FIFTHAMENDMENT of the EMPLOYMENTAGREEMENT between THOMAS C.PRENDERGAST and HERITAGEPROPERTY INVESTMENT TRUST, INC.

Contract Categories: Business Finance - Investment Agreements
EX-10.1 3 a06-15892_2ex10d1.htm EX-10

Exhibit 10.1

FIFTH AMENDMENT

of the

EMPLOYMENT AGREEMENT

between

THOMAS C. PRENDERGAST

and

HERITAGE PROPERTY INVESTMENT TRUST, INC.

This agreement (the “Agreement”), dated this 9th day of July 2006, is by and between Heritage Property Investment Trust, Inc., a corporation organized under the laws of the State of Maryland and having its principal place of business at 131 Dartmouth Street, Boston, Massachusetts 02116 (the “Company”), and Thomas C. Prendergast, an individual currently residing at 62 Jack Pine Drive, Sudbury, Massachusetts 01776 (the “Executive”):

WITNESSETH THAT:

WHEREAS, the Executive and the Company have heretofore entered into an employment agreement, dated as of July 9, 1999 (the “Employment Agreement”);

WHEREAS, the Employment Agreement may be amended by a written instrument signed by the Executive and a duly authorized representative of the Board of Directors of the Company;

WHEREAS, the Company and the Executive have previously amended the Employment Agreement by their written agreements dated April 3, 2000, February 1, 2001, July 24, 2002 and December 30, 2005;

WHEREAS, contemporaneously with the execution and delivery of this Agreement, Centro Saturn LLC, a Delaware limited liability company (“Parent”), Centro Saturn MergerSub LLC, a Delaware limited liability company and wholly owned subsidiary of Parent, and the Company are entering into an Agreement and Plan of Merger, dated as of the date hereof (as such agreement may hereafter be amended from time to time, the “Centro Merger Agreement”); and

WHEREAS, the Company and the Executive desire and intend to further amend the Employment Agreement as provided herein to reflect and document certain additional agreements relating to the transactions contemplated by the Centro Merger Agreement.
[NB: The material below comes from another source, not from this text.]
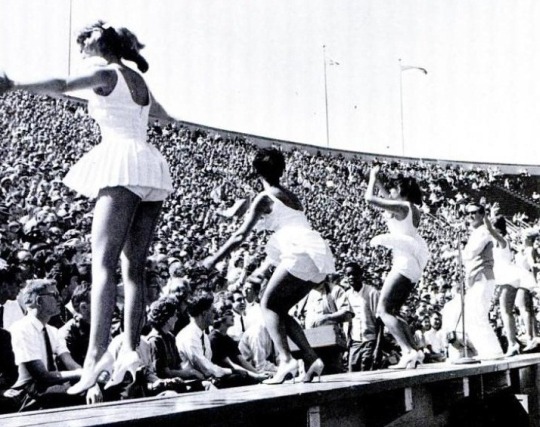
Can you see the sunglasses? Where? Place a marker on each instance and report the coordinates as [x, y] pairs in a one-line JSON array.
[[52, 294]]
NOW, THEREFORE, the Company and the Executive hereby agree that the Employment Agreement shall be and is hereby amended to modify the provisions thereof as follows. The provisions of this instrument shall supersede and take precedence over any provision of the Employment Agreement, as heretofore amended, which is in conflict therewith.
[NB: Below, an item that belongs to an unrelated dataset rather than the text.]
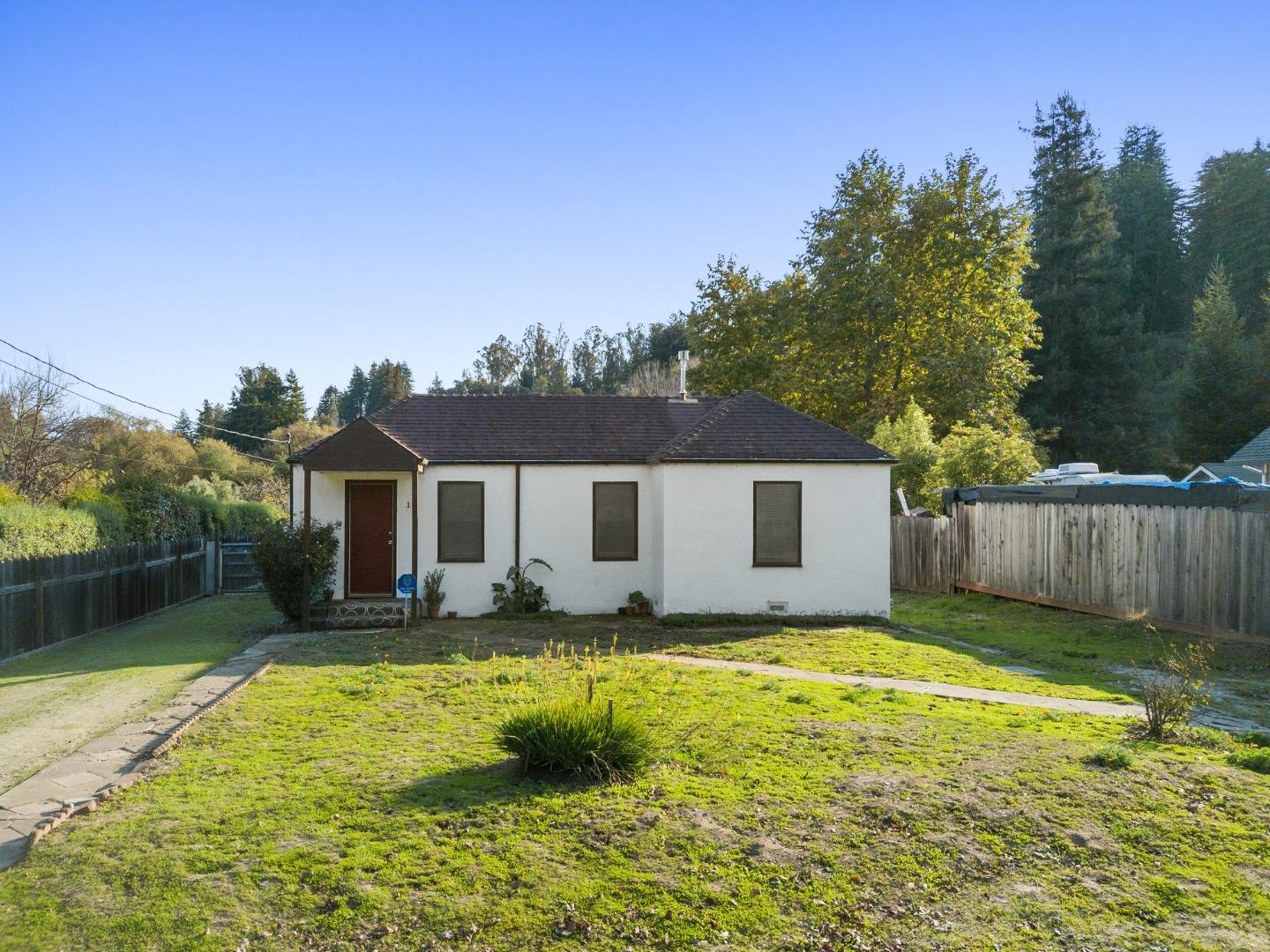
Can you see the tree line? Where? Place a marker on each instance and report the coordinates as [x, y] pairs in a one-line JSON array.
[[1102, 315]]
1.      Section 12 of the Employment Agreement is amended to add a new sentence at the end of the first paragraph thereof to read in its entirety as follows:

Notwithstanding the foregoing provisions of this Section 12, it shall be deemed not to be a violation of this Section 12 if, (i) during the portion of any such noncompetition period that begins on the first anniversary and ends on the second anniversary of the Executive’s termination of employment, the Executive participates in the acquisition of investment properties that are not of a retail nature (e.g., properties other than such as strip malls, outlet centers, regional malls, shopping centers or community centers) or the acquisition of investment properties that are of a retail nature (“Retail Properties”) with an aggregate value (determined as of the respective time or times of investment) not in excess of $100 million, or (ii) during the portion of any such noncompetition period that begins on the second anniversary of the Executive’s termination of




 

employment, the Executive participates in the acquisition of investment properties that are not of a retail nature or the acquisition of Retail Properties with an aggregate value (determined as of the respective time or times of investment) not in excess of $200 million plus the excess (if any) of $100 million over the value of Retail Properties purchased as permitted by the foregoing clause (i), provided that, with respect to any such acquisition of a Retail Property pursuant to the foregoing clauses (i) and (ii), the Executive notifies the Company of his intent to acquire the property before the Company has taken any actions reasonably expected to result in the acquisition of the property by the Company or its affiliates.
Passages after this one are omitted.